BDW16 London - Chris von Csefalvay, Helioserv - Cats and What They Tell us Ab...
 
Introduction to deep learning
Introduction to deep learningIntroduction to deep learning
Introduction to deep learning
 
Deep Learning and Watson Studio
Deep Learning and Watson StudioDeep Learning and Watson Studio
Deep Learning and Watson Studio
 
Query Understanding
Query UnderstandingQuery Understanding
Query Understanding
 
Chatbots in 2017 -- Ithaca Talk Dec 6
Chatbots in 2017 -- Ithaca Talk Dec 6Chatbots in 2017 -- Ithaca Talk Dec 6
Chatbots in 2017 -- Ithaca Talk Dec 6
 

Kürzlich hochgeladen

Schema on read is obsolete. Welcome metaprogramming..pdf
Schema on read is obsolete. Welcome metaprogramming..pdfSchema on read is obsolete. Welcome metaprogramming..pdf
Schema on read is obsolete.
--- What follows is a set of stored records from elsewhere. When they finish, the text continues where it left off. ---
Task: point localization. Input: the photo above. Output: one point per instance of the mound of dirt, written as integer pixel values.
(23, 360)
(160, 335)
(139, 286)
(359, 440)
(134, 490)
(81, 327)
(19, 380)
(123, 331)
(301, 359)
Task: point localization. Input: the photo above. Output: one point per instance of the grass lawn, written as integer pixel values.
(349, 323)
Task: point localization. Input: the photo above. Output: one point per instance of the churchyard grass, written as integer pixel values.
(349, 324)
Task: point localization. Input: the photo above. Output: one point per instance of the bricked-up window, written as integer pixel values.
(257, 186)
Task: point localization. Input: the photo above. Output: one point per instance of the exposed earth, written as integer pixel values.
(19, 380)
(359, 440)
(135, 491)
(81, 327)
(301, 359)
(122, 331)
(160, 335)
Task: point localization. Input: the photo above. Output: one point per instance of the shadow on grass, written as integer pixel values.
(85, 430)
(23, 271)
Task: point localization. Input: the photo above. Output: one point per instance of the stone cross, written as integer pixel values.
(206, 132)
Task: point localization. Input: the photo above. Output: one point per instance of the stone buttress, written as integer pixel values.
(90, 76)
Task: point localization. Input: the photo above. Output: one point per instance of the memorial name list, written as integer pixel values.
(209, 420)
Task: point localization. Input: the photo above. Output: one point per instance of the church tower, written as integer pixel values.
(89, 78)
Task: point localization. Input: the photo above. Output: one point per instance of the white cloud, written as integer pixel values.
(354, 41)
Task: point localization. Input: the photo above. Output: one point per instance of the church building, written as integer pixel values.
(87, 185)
Welcome metaprogramming..pdfLars Albertsson
 
{Pooja: 9892124323 } Call Girl in Mumbai | Jas Kaur Rate 4500 Free Hotel Del...
{Pooja:  9892124323 } Call Girl in Mumbai | Jas Kaur Rate 4500 Free Hotel Del...{Pooja:  9892124323 } Call Girl in Mumbai | Jas Kaur Rate 4500 Free Hotel Del...
{Pooja: 9892124323 } Call Girl in Mumbai | Jas Kaur Rate 4500 Free Hotel Del...Pooja Nehwal
 
꧁❤ Greater Noida Call Girls Delhi ❤꧂ 9711199171 ☎️ Hard And Sexy Vip Call
꧁❤ Greater Noida Call Girls Delhi ❤꧂ 9711199171 ☎️ Hard And Sexy Vip Call꧁❤ Greater Noida Call Girls Delhi ❤꧂ 9711199171 ☎️ Hard And Sexy Vip Call
꧁❤ Greater Noida Call Girls Delhi ❤꧂ 9711199171 ☎️ Hard And Sexy Vip Callshivangimorya083
 
Cheap Rate Call girls Sarita Vihar Delhi 9205541914 shot 1500 night
Cheap Rate Call girls Sarita Vihar Delhi 9205541914 shot 1500 nightCheap Rate Call girls Sarita Vihar Delhi 9205541914 shot 1500 night
Cheap Rate Call girls Sarita Vihar Delhi 9205541914 shot 1500 nightDelhi Call girls
 
BPAC WITH UFSBI GENERAL PRESENTATION 18_05_2017-1.pptx
BPAC WITH UFSBI GENERAL PRESENTATION 18_05_2017-1.pptxBPAC WITH UFSBI GENERAL PRESENTATION 18_05_2017-1.pptx
BPAC WITH UFSBI GENERAL PRESENTATION 18_05_2017-1.pptxMohammedJunaid861692
 
Vip Model Call Girls (Delhi) Karol Bagh 9711199171✔️Body to body massage wit...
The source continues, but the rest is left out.